SK 1156 8114: Eldon Hill, Round Barrow. Scheduled (8) barrow, forty-nine feet in diameter and about five feet high, on the top of Elden Hill, was examined in 1856 and c.1870, when a contracted skeleton in a shallow grave, possibly associated with a jet ornament was found at the centre. A large secondary cist contained pottery "ornamented with the finger-nail and a sharpened stick" and elsewhere in the mound was an inhumation with a food vessel of Manby's type 2 (ii). (3,7,8).
Tumulus. (6). A grassed-over round barrow with heavy stone content, maximum height 1.9m. There are slight mutilations but no evidence of a ditch. Published survey, 25" correct. (9)
Primary crouched skeleton in rock-grave with jet spacer bead, bone awl and animal bones. Cist with adult male and Food Vessel, with two heaps of disarticulated bones, one of which had quartz pebbles and a worked flint. Heaps may have been from earlier excavation. Secondary cremation in body of cairn. (11). Barrow, 50 feet in diameter situated on top of Eldon Hill, excavated in July 1856 by T. Bateman and in 1871 by Rooke Pennington. (12)
The description of excavations given in (11) is inaccurate - it should read: in 1871 Pennington found a shallow pit cut into the old ground surface to the bedrock, containing a contracted inhumation of a young adult with the head protected by a stone lining and capstone in the pit. This pit also contained a bone awl, a sherd and bones of a pig and bones of a pig, some ox and horse. Partially overlaying this pit was a large cist, opened 1869 and 1871, which contained bones of a mature adult and a horse and a food vessel. Higher in the mound the ?earth was disturbed but human bones of both a child and adult, and a perforated bone artefact were found in 1856. South of the centre, in the mound amongst large stones, was a child skeleton and a scattered human cremation accompanied by a food vessel and a flint artefact described as a spearhead. This burial was found in 1856 and it is not clear if this is the same as that found in 1871 and described as two piles of human bone accompanied by quartz pebbles (one case) and antler tines (both cases). In 1856 antler tines and other animal bones were found high in the mound between the burial just described and the mounds centre - no quartz pebbles were mentioned suggesting at least one of the 1871 burials had not been disinterred in 1856. North of the mound's centre scattered human bones occurred throughout the mound (disturbed in antiquity ?) together with horse and deer teeth, a tine, and a bone awl. Near the centre was a jet spacer bead, but this could not be assigned to a specific burial with certainty. All these finds were from the 1871 excavation which also found a limestone kerb retaining the mound (not visible today). The extent of these excavations is difficult to quantify exactly. Bateman dug to the centre and the south of this. In 1869 Pennington dug the centre deeper from the south-west. Both these digs were small scale. In 1871 Pennington dug a 1.2m wide trench across the mound - he stated this ran north-south and if this is the case he would have bisected the earlier excavations. However, surface indications today suggest the trench may have run north-east to south-west, if so, this trench ran in previous unexcavated mound throughout. (14).

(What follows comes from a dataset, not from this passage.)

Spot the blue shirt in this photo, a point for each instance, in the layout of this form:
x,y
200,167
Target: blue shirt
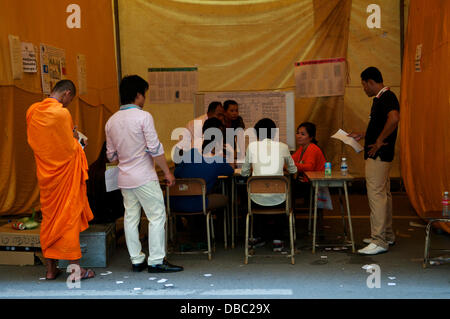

The monument is situated at the summit of Eldon Hill in the north-west uplands of the limestone plateau of Derbyshire. It is a bowl barrow and includes a roughly circular mound with a diameter of 16.5m by 15.5m and a height of c.1.5m. It is in a prominent location and is mutually visible with barrows on the tops of nearby Snels Low and Gautries Hill.
Three partial excavations of the barrow have been carried out, the first by Thomas Bateman in 1856 and the others by Rooke Pennington in 1869 and 1871. Bateman dug into the centre of the mound where he found two disturbed skeletons, one child and one adult, and a perforated bone artefact. South of these he found pieces of worked antler and animal bones and, further south, the remains of a cremation burial accompanied by a decorated pottery food vessel and a burnt flint artefact and the skeleton of another child. These had been inserted amongst the stones close to the surface of the barrow and were considered by Bateman to be secondary burials. In 1869, Pennington re-excavated the centre of the barrow from the south-west and found, deeper in the mound, a large limestone cist or grave containing the bones of a mature adult, a horse bone and another food vessel. In 1871, he dug a trench across the barrow and found, beneath the cist, a pit in the old land surface containing a crouched skeleton whose head was protected by a stone lining and capstone. The pit also contained animal bones and a bone awl. South of the centre he found two inhumation burials, one of which may have been that already found by Bateman and the other accompanied by quartz pebbles. (15).
Later prehistoric barrow excavated in 1856 by Bateman, and by Rooke Pennington in 1869 and 1871. Bateman found a large cist containing the teeth and bones of an old man, a Food Vessel, and a horse bone. At the centre of the old ground surface was a crouched skeleton of a young adult accompanied by a bone awl, a sherd of pottery and animal bones. Near the centre of the mound a awl and jet bead were found. Pennington found a kerb and disturbed human and animal bones and flint flakes. (16).